In our 2002–03 annual report, we reported on our efforts to demystify the investigative process by the judicious use of the Information Commissioner’s discretion to select the procedures by which investigations are conducted. This discretion gives the Information Commissioner flexibility in the choice of investigative methods, styles and approaches. Despite the need for this flexibility, the Information Commissioner also recognizes the importance of assisting all parties involved in investigations to understand what procedural options are open to the Information Commissioner and the circumstances in which they are likely to be used.

To that end, the 2002–03 annual report set out the two types of processes used – informal and formal – and when each is likely to be used. Additionally, the role of counsel at formal proceedings, the usage of confidentiality orders and the potential for adverse comments were discussed. Tied closely to this procedural flexibility was the institution of the quality of service standards discussed on pages 54 through 58 of that annual report.

After one-and-a-half year’s experience with the timeframes set out in the service standards, it would appear that the major stumbling block to them being fully met is the fact that most institutional processing files do not document or substantiate the reasons for the decision made with regard to exemptions or the exercise of discretion. This shortcoming is of serious concern since it means that, whenever there is a complaint, the processing must be recreated and repeated for the investigator – a needlessly time-consuming activity.

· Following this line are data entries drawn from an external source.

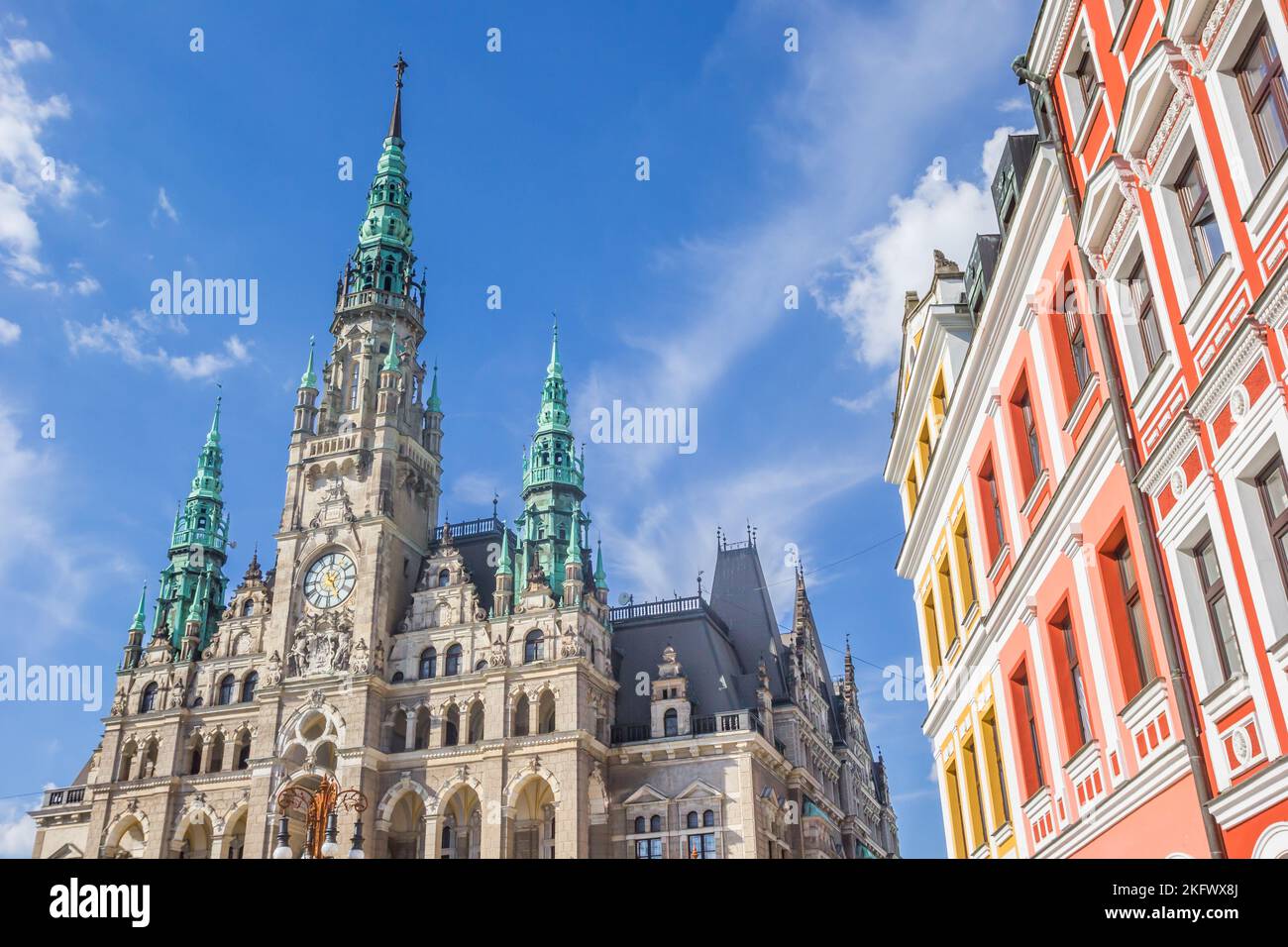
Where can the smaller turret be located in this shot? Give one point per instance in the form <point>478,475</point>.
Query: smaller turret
<point>572,583</point>
<point>502,596</point>
<point>305,399</point>
<point>134,639</point>
<point>600,577</point>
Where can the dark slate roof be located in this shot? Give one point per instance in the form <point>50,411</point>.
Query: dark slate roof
<point>476,539</point>
<point>716,681</point>
<point>741,598</point>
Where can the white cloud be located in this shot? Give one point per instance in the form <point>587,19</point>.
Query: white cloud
<point>43,578</point>
<point>165,208</point>
<point>17,828</point>
<point>884,262</point>
<point>27,171</point>
<point>476,488</point>
<point>1017,103</point>
<point>658,547</point>
<point>133,342</point>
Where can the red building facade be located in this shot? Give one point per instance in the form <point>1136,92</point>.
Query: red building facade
<point>1090,444</point>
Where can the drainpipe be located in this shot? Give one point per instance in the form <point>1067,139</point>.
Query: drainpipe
<point>1163,604</point>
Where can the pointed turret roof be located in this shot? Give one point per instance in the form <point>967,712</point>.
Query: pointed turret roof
<point>391,359</point>
<point>140,616</point>
<point>434,402</point>
<point>395,119</point>
<point>309,377</point>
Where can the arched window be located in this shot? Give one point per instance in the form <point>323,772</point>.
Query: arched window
<point>671,723</point>
<point>149,764</point>
<point>127,761</point>
<point>451,727</point>
<point>428,664</point>
<point>244,750</point>
<point>533,647</point>
<point>217,754</point>
<point>520,716</point>
<point>546,714</point>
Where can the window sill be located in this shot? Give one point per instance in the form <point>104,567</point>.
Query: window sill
<point>1144,706</point>
<point>1145,397</point>
<point>1214,289</point>
<point>1227,697</point>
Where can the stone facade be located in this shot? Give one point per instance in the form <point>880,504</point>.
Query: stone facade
<point>465,680</point>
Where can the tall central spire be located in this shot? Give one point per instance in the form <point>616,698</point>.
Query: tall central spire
<point>384,260</point>
<point>395,119</point>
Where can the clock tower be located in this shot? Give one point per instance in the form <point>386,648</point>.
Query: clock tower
<point>365,459</point>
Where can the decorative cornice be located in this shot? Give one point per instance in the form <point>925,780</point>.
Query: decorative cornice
<point>1061,38</point>
<point>1172,450</point>
<point>1229,369</point>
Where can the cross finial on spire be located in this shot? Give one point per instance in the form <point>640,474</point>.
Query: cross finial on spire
<point>395,119</point>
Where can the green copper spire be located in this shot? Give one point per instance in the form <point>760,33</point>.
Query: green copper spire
<point>193,582</point>
<point>384,260</point>
<point>140,616</point>
<point>555,368</point>
<point>434,402</point>
<point>213,436</point>
<point>506,567</point>
<point>391,359</point>
<point>309,377</point>
<point>553,478</point>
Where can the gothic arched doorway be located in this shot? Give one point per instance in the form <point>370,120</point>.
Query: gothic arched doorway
<point>532,828</point>
<point>460,825</point>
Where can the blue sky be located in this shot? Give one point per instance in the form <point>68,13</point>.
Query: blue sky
<point>815,169</point>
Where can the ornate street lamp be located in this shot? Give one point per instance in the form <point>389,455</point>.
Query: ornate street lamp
<point>320,808</point>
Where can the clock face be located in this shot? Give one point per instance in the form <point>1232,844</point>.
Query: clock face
<point>330,579</point>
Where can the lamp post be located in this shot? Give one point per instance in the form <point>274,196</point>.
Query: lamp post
<point>320,808</point>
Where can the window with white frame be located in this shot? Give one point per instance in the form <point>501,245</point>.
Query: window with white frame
<point>1193,221</point>
<point>1141,321</point>
<point>1222,644</point>
<point>1080,76</point>
<point>1249,95</point>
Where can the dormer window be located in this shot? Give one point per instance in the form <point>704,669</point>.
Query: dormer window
<point>1265,95</point>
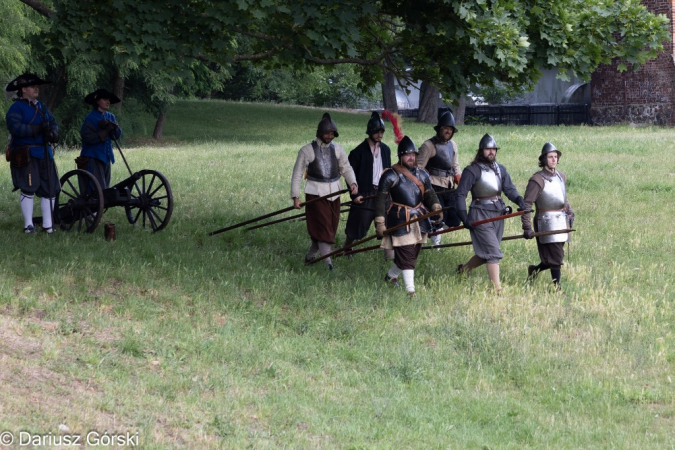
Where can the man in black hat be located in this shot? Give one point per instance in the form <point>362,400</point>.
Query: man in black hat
<point>438,156</point>
<point>32,129</point>
<point>547,189</point>
<point>324,161</point>
<point>486,179</point>
<point>368,160</point>
<point>411,196</point>
<point>97,131</point>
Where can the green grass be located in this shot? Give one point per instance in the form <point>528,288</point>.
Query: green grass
<point>231,342</point>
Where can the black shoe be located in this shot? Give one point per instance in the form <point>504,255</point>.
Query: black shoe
<point>532,272</point>
<point>393,281</point>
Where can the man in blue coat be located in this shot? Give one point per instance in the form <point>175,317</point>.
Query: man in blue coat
<point>32,129</point>
<point>98,130</point>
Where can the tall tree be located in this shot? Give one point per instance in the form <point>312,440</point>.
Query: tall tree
<point>449,45</point>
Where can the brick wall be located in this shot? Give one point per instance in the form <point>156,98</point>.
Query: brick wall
<point>646,96</point>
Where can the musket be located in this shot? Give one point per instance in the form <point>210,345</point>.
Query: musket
<point>480,222</point>
<point>507,238</point>
<point>366,239</point>
<point>281,211</point>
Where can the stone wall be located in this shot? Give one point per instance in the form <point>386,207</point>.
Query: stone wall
<point>643,97</point>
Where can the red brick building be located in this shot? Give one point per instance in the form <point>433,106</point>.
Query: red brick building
<point>646,96</point>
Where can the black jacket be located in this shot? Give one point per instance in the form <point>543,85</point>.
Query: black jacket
<point>361,160</point>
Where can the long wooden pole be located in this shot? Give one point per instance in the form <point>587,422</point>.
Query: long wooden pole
<point>507,238</point>
<point>366,239</point>
<point>290,208</point>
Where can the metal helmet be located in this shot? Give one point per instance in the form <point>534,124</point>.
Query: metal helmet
<point>548,148</point>
<point>25,80</point>
<point>446,120</point>
<point>487,141</point>
<point>375,124</point>
<point>406,146</point>
<point>326,125</point>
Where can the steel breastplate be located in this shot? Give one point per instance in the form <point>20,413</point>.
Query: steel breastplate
<point>324,168</point>
<point>445,152</point>
<point>405,192</point>
<point>552,221</point>
<point>553,194</point>
<point>488,185</point>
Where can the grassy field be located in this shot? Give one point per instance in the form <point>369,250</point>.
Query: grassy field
<point>231,342</point>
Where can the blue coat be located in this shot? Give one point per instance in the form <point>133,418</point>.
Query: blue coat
<point>92,145</point>
<point>24,123</point>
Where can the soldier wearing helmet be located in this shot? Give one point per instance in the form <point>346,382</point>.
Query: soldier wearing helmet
<point>324,162</point>
<point>368,160</point>
<point>409,188</point>
<point>486,180</point>
<point>547,190</point>
<point>438,156</point>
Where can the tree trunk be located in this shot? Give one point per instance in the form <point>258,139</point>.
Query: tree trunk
<point>460,110</point>
<point>118,90</point>
<point>429,101</point>
<point>389,92</point>
<point>57,90</point>
<point>159,126</point>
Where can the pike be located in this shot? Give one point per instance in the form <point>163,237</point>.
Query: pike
<point>300,216</point>
<point>273,222</point>
<point>507,238</point>
<point>366,239</point>
<point>480,222</point>
<point>281,211</point>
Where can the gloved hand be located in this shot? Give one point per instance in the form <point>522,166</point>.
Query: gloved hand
<point>520,201</point>
<point>380,227</point>
<point>52,136</point>
<point>438,219</point>
<point>465,219</point>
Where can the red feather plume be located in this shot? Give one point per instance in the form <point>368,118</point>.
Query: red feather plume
<point>395,120</point>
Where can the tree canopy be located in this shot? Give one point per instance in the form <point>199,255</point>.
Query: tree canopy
<point>449,44</point>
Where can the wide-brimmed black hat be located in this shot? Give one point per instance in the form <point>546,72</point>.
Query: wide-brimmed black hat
<point>25,80</point>
<point>100,93</point>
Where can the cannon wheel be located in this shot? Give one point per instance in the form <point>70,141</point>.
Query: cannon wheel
<point>80,202</point>
<point>153,200</point>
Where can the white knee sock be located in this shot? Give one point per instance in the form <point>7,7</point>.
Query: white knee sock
<point>46,208</point>
<point>394,272</point>
<point>409,280</point>
<point>325,248</point>
<point>26,202</point>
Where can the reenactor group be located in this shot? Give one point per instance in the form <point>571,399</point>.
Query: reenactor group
<point>415,198</point>
<point>32,132</point>
<point>425,192</point>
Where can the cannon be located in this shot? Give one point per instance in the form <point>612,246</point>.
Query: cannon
<point>146,197</point>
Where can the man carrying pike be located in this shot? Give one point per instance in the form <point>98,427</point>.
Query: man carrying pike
<point>438,156</point>
<point>324,162</point>
<point>486,179</point>
<point>547,189</point>
<point>368,160</point>
<point>411,196</point>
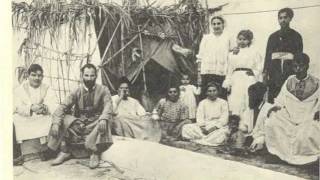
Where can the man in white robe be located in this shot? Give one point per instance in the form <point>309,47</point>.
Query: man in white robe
<point>33,104</point>
<point>292,131</point>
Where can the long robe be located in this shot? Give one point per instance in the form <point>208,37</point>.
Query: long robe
<point>239,83</point>
<point>210,114</point>
<point>131,120</point>
<point>89,107</point>
<point>292,133</point>
<point>281,48</point>
<point>30,125</point>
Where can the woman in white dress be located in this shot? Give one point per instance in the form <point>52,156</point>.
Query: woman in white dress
<point>212,118</point>
<point>213,55</point>
<point>245,68</point>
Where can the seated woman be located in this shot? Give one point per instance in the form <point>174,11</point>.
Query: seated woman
<point>130,118</point>
<point>212,119</point>
<point>292,129</point>
<point>173,114</point>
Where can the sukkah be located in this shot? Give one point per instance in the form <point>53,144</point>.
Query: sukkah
<point>121,35</point>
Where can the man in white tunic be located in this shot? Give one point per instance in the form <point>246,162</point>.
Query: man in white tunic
<point>33,105</point>
<point>292,130</point>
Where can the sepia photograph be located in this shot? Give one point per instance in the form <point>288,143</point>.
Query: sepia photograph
<point>162,90</point>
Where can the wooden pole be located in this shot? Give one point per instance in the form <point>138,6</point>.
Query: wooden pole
<point>142,55</point>
<point>122,52</point>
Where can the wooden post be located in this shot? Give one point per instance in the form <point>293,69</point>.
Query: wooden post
<point>122,52</point>
<point>142,55</point>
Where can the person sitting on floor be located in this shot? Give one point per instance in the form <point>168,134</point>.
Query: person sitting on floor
<point>212,119</point>
<point>88,125</point>
<point>292,130</point>
<point>34,102</point>
<point>173,114</point>
<point>130,118</point>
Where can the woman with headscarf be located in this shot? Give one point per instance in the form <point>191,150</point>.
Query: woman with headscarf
<point>211,127</point>
<point>213,55</point>
<point>173,114</point>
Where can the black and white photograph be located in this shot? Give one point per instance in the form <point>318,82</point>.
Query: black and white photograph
<point>162,90</point>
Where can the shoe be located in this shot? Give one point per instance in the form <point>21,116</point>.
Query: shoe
<point>94,161</point>
<point>61,158</point>
<point>18,161</point>
<point>272,159</point>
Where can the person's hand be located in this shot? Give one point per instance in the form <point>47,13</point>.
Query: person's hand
<point>182,89</point>
<point>235,50</point>
<point>43,110</point>
<point>36,108</point>
<point>121,94</point>
<point>102,126</point>
<point>249,73</point>
<point>316,116</point>
<point>255,146</point>
<point>265,78</point>
<point>161,35</point>
<point>55,130</point>
<point>273,109</point>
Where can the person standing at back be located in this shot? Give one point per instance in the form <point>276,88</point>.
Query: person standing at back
<point>213,56</point>
<point>281,48</point>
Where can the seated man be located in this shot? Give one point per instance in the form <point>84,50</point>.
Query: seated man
<point>130,118</point>
<point>89,125</point>
<point>292,131</point>
<point>33,104</point>
<point>211,127</point>
<point>172,113</point>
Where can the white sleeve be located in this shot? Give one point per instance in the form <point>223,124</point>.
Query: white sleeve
<point>202,47</point>
<point>51,100</point>
<point>227,82</point>
<point>21,107</point>
<point>196,90</point>
<point>223,120</point>
<point>258,66</point>
<point>140,110</point>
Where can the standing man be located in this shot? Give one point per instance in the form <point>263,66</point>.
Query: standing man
<point>88,124</point>
<point>281,48</point>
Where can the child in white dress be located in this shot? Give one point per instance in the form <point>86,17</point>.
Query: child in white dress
<point>245,69</point>
<point>188,93</point>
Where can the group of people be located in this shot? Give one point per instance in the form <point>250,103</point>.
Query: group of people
<point>231,110</point>
<point>286,121</point>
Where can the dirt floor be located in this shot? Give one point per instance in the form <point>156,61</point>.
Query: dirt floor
<point>259,160</point>
<point>78,168</point>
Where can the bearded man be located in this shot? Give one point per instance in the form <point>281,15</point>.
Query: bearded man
<point>83,119</point>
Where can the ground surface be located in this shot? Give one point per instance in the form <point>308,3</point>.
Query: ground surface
<point>78,168</point>
<point>307,172</point>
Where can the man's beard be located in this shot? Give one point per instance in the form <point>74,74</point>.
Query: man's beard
<point>173,98</point>
<point>89,83</point>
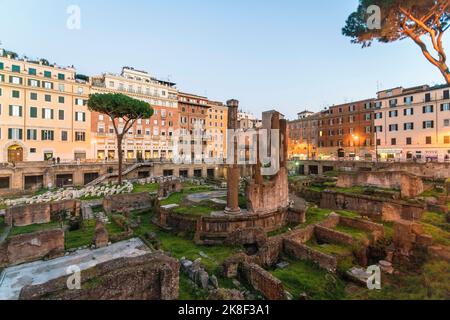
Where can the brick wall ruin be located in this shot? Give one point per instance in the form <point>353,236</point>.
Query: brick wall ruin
<point>39,213</point>
<point>409,184</point>
<point>153,276</point>
<point>269,286</point>
<point>378,209</point>
<point>31,247</point>
<point>127,202</point>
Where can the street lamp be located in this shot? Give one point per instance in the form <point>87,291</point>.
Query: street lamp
<point>355,140</point>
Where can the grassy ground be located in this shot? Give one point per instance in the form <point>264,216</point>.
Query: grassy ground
<point>81,237</point>
<point>33,228</point>
<point>329,248</point>
<point>305,277</point>
<point>428,282</point>
<point>85,235</point>
<point>355,233</point>
<point>151,187</point>
<point>185,246</point>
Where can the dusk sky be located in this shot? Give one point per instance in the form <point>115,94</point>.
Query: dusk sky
<point>285,55</point>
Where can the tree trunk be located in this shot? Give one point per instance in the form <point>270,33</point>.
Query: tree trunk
<point>120,155</point>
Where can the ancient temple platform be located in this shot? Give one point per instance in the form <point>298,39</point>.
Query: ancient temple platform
<point>13,279</point>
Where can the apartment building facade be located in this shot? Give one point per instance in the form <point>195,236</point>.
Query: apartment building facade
<point>303,136</point>
<point>346,131</point>
<point>216,128</point>
<point>43,112</point>
<point>413,123</point>
<point>149,138</point>
<point>193,138</point>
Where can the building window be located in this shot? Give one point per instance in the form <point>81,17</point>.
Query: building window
<point>15,134</point>
<point>409,100</point>
<point>47,135</point>
<point>393,127</point>
<point>393,103</point>
<point>64,135</point>
<point>428,109</point>
<point>445,107</point>
<point>33,112</point>
<point>31,134</point>
<point>15,111</point>
<point>15,68</point>
<point>408,112</point>
<point>47,113</point>
<point>408,126</point>
<point>80,116</point>
<point>393,114</point>
<point>428,124</point>
<point>80,136</point>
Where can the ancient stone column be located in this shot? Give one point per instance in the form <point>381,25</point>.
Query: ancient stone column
<point>233,175</point>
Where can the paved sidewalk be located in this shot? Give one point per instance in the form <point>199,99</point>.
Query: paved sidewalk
<point>13,279</point>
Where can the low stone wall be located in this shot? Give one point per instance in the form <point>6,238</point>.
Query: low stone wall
<point>31,247</point>
<point>409,184</point>
<point>39,213</point>
<point>153,276</point>
<point>222,226</point>
<point>379,209</point>
<point>300,251</point>
<point>269,286</point>
<point>127,202</point>
<point>331,236</point>
<point>376,229</point>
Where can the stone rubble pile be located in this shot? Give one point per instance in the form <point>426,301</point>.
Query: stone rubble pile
<point>68,194</point>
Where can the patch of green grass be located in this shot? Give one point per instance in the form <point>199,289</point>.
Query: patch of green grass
<point>357,234</point>
<point>316,215</point>
<point>185,247</point>
<point>330,249</point>
<point>305,277</point>
<point>196,211</point>
<point>151,187</point>
<point>430,282</point>
<point>81,237</point>
<point>189,291</point>
<point>33,228</point>
<point>348,214</point>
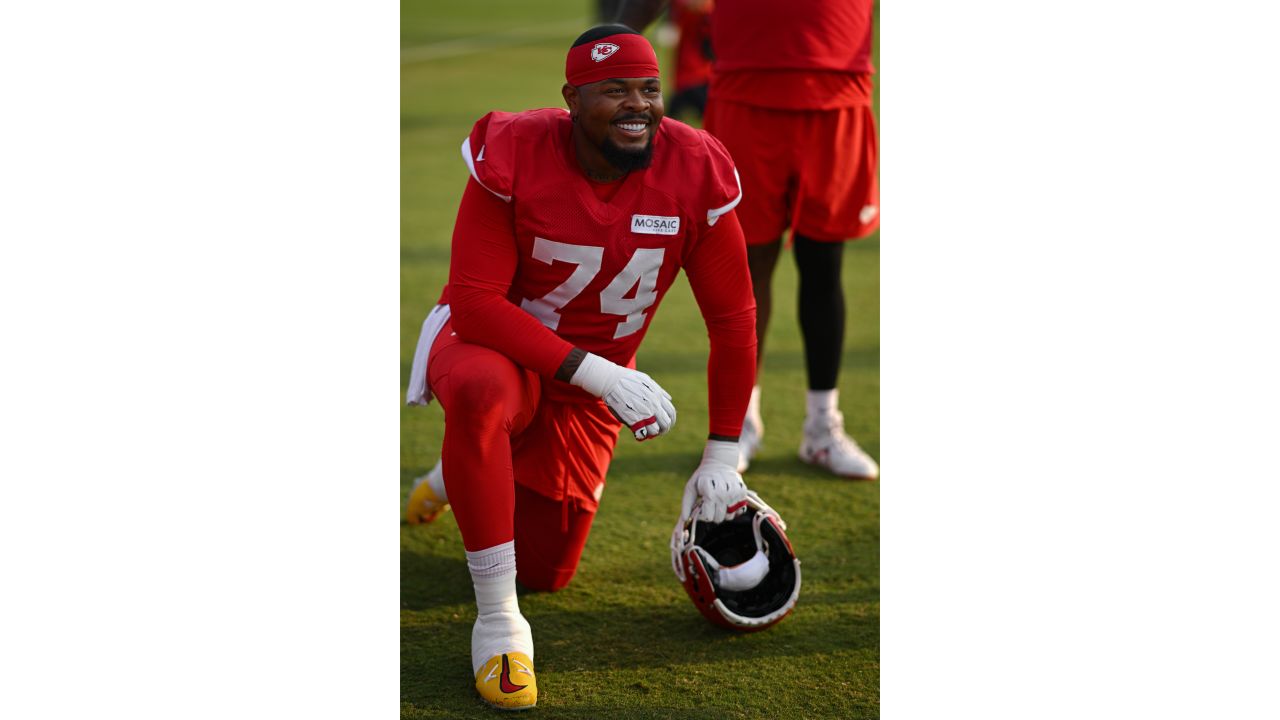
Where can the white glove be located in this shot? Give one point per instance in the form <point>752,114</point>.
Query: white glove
<point>631,395</point>
<point>717,483</point>
<point>721,488</point>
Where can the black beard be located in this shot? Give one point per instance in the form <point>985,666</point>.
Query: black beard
<point>627,160</point>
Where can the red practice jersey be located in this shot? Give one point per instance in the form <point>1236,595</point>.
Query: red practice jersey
<point>801,54</point>
<point>542,264</point>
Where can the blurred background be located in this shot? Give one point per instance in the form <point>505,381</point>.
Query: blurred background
<point>624,641</point>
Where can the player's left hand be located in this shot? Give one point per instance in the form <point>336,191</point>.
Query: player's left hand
<point>717,483</point>
<point>716,490</point>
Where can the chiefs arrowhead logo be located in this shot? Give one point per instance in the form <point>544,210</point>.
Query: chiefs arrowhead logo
<point>603,50</point>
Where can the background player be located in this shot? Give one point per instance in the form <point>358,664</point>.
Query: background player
<point>790,98</point>
<point>571,229</point>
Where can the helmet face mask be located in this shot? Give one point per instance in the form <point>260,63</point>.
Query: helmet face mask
<point>743,573</point>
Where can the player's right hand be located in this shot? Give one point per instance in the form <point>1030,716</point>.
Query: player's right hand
<point>636,399</point>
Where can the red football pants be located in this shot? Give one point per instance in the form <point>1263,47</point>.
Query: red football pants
<point>490,406</point>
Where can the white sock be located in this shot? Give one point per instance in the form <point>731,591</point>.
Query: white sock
<point>499,625</point>
<point>435,479</point>
<point>753,409</point>
<point>821,402</point>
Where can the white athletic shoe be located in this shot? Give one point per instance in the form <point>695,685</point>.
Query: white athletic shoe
<point>749,442</point>
<point>828,446</point>
<point>504,673</point>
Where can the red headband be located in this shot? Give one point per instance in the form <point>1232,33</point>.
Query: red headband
<point>617,55</point>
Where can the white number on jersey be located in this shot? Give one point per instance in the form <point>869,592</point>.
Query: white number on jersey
<point>640,273</point>
<point>643,269</point>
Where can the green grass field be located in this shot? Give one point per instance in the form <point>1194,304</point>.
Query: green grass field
<point>624,641</point>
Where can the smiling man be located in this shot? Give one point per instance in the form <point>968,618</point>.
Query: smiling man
<point>572,227</point>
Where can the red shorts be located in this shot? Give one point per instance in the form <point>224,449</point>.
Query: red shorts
<point>813,171</point>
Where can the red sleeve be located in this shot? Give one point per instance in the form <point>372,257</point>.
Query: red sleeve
<point>722,286</point>
<point>483,264</point>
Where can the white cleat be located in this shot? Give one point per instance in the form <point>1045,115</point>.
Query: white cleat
<point>826,445</point>
<point>502,657</point>
<point>749,442</point>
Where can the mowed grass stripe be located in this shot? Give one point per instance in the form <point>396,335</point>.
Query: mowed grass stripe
<point>624,641</point>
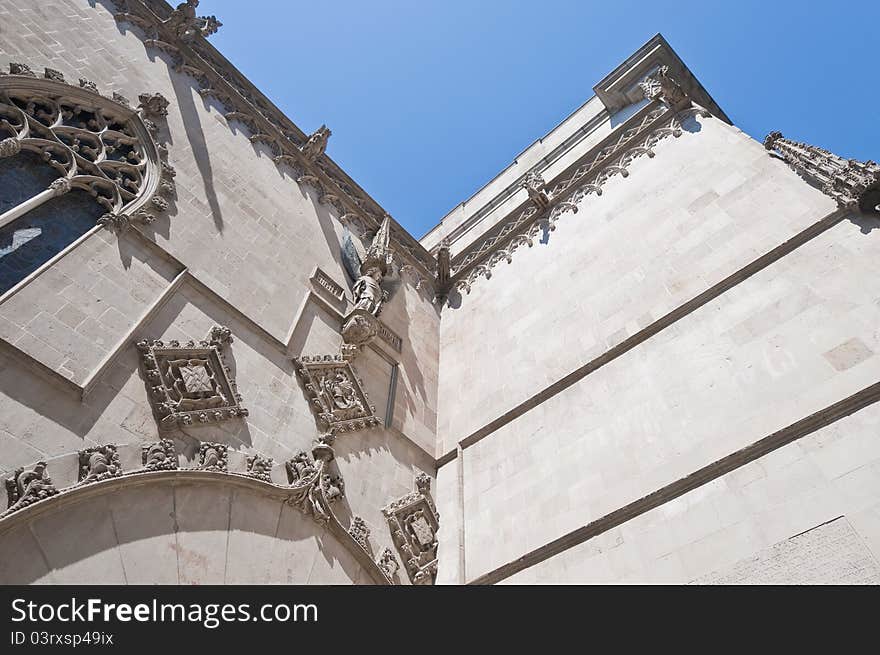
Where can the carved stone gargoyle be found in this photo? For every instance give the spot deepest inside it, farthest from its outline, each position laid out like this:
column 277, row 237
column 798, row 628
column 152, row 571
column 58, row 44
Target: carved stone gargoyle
column 361, row 325
column 27, row 486
column 314, row 486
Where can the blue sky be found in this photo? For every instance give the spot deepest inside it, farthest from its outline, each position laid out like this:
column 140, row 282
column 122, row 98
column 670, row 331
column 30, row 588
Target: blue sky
column 428, row 101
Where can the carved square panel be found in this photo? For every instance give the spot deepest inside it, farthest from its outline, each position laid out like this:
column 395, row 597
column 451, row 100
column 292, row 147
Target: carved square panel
column 414, row 523
column 337, row 393
column 190, row 383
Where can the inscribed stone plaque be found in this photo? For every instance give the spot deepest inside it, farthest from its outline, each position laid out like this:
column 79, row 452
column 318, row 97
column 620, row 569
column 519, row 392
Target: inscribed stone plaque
column 832, row 553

Failure to address this problem across the system is particularly surprising given the recommendation of the Report of the Access to Information Review Task Force, "Access to Information: Making It Work for Canadians", issued in June 2002. In chapter 6 of that report, "Ensuring Compliance: The Redress Process", the Task Force made the following recommendation: "The Task Force recommends that the Treasury Board Secretariat, with the advice of the Office of the Information Commissioner, work with institutions to develop realistic standards for the documentation of processing files." That work must be completed.

In the meantime, in order to make the investigative process faster, the commissioner intends to amend the service standards by including a new approach when there is no documented rationale on file for the exemptions claimed. In such cases, the delegated authority will be expected to provide representations, in the form of a detailed rationale, regarding all exemptions claimed and discretionary decisions made. Depending on the circumstances, such representations may be in writing or by way of oral evidence and will be expected within a matter of days, not weeks. A decision whether or not to require formal representations will be taken at the end of the first meeting between the investigator and the coordinator of the institution, if it is apparent that no documented rationale exists.

The Information Commissioner hopes to improve cooperation with his investigations by following-up on a suggestion made by the Access to Information Review Task Force. In chapter six, the Task Force recommended that "training and information sessions on the investigative process be offered to access officials by the Office of the Information Commissioner" and the "investigators of the Office of the Information Commissioner meet from time to time with access officials to clarify and resolve general issues related to the investigation process in order to make investigations more efficient and effective."

The Office of the Information Commissioner has been working with the University of Alberta to produce information and training materials to be used online, in the office or in sessions with the staff of the commissioner. As well, in the new fiscal year, workshops will be offered to ministerial and senior political staff on their role in the process. The compact disc version of this training will be available for self-study and covers the Act and Regulations and the obligations of government institutions under that legislation. In addition, senior staff of the Office of the Information Commissioner are prepared to meet with senior staff of ministers to educate them on their roles and obligations.